Ходила в Люксембург, а потом в Лувр с Шеппи.
Как подумаешь, что Мюльтедо, выйдя от нас, пойдет, скорее всего, домой и будет мечтать о моих руках, обо мне… и думать, что я, наверное, думаю о нем… а я, раздетая, неприбранная, с растрепанными волосами, сбросив туфли на пол, принялась ломать себе голову над тем, достаточно ли я его очаровала, достаточно ли обольстила, и, не довольствуясь собственным мнением, допрашивать Дину, и мы принялись вместе прикидывать что да как. Это в самом деле возмутительно или просто гадко.
<…>
Подумать только, что значит молодость; два года назад я бы вообразила, будто это – любовь. Теперь я сделалась рассудительна и понимаю, как это забавно – чувствовать, что заставила кого-то себя полюбить. Вернее, забавно видеть, как кто-то в тебя влюбляется. Любовь, которую внушаешь к себе, – это совершенно особое чувство, которое ты сам испытываешь, а я раньше путала его с обычной любовью.

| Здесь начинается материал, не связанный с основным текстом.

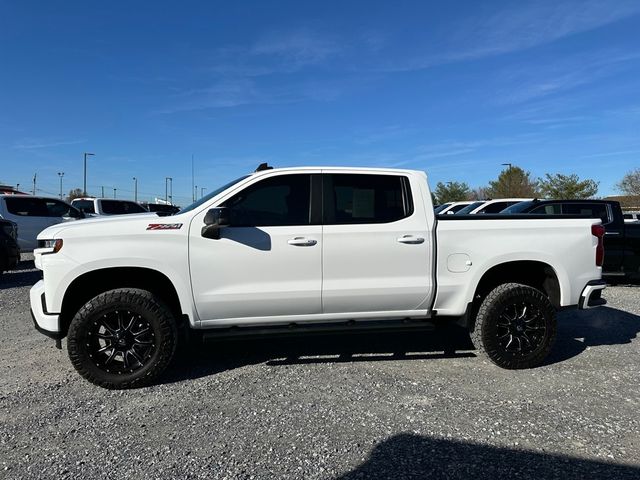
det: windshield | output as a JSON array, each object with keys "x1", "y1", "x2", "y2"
[
  {"x1": 500, "y1": 201, "x2": 536, "y2": 213},
  {"x1": 455, "y1": 201, "x2": 485, "y2": 215},
  {"x1": 178, "y1": 175, "x2": 250, "y2": 214}
]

Господи, господи, а я-то воображала, будто люблю Антонелли, а он такой же носатый, как Мюльтедо! Фу, стыд какой! Как я рада, что нашла себе оправдание! Как рада! Нет, нет, я никогда не любила… И если бы вы могли себе представить, до чего я себя чувствую счастливой, свободной, гордой и достойной… Того, кто непременно придет!
<…>
Пятница, 12 апреля 1878 года
<…>
Вчера Жюлиан встретился в кафе с Робером-Флёри, и тот сказал, что я в самом деле интересная и удивительная ученица и что он многого от меня ждет. Вот за что мне надо держаться, особенно в минуты, когда весь мой рассудок объят необъяснимым и тягостным ужасом и я чувствую, как безо всякой серьезной причины погружаюсь в бездну сомнений и всевозможных мук!

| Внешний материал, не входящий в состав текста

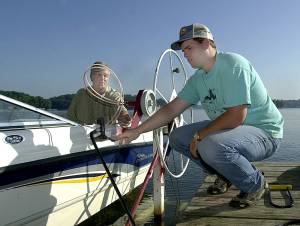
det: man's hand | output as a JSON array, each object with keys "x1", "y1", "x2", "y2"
[
  {"x1": 190, "y1": 133, "x2": 199, "y2": 158},
  {"x1": 114, "y1": 129, "x2": 140, "y2": 144},
  {"x1": 118, "y1": 111, "x2": 131, "y2": 128}
]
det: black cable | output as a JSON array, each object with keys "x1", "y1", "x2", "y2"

Последнее время у меня то и дело горят три свечи – это к смерти. Уж не мне ли предстоит покинуть этот мир? Наверно, мне. А мое будущее, а слава? Что ж, пропадут и они.
Если бы в пределах моей видимости был хоть какой-нибудь мужчина, я бы подумала, что я еще влюблена, – до того мне неспокойно; но мало того что нет никого, у меня еще и ни малейшей охоты нет… А почему? Фантазии – ведь это так удобно… но они меня унижают. Однако бывают дни, когда мне кажется, что нет никакого преступления в том, чтобы потакать своим капризам; напротив, не желая себя неволить, мы доказываем свою гордость и презрение к другим. Да, но они все такие низкие, недостойные, что я ни единой минуты не способна ими заниматься. Во-первых, у них у всех мозоли на ногах, а я не простила бы этого и королю! Вообразите себе, чтобы я принялась мечтать о человеке, у которого на ногах мозоли! Наверное, у Мюльтедо мозоли. <…>
Начинаю верить, что всерьез предана своему ремеслу, это поддерживает меня и утешает. Ничего другого мне не нужно; я слишком от всего устала, чтобы думать о чем-нибудь еще.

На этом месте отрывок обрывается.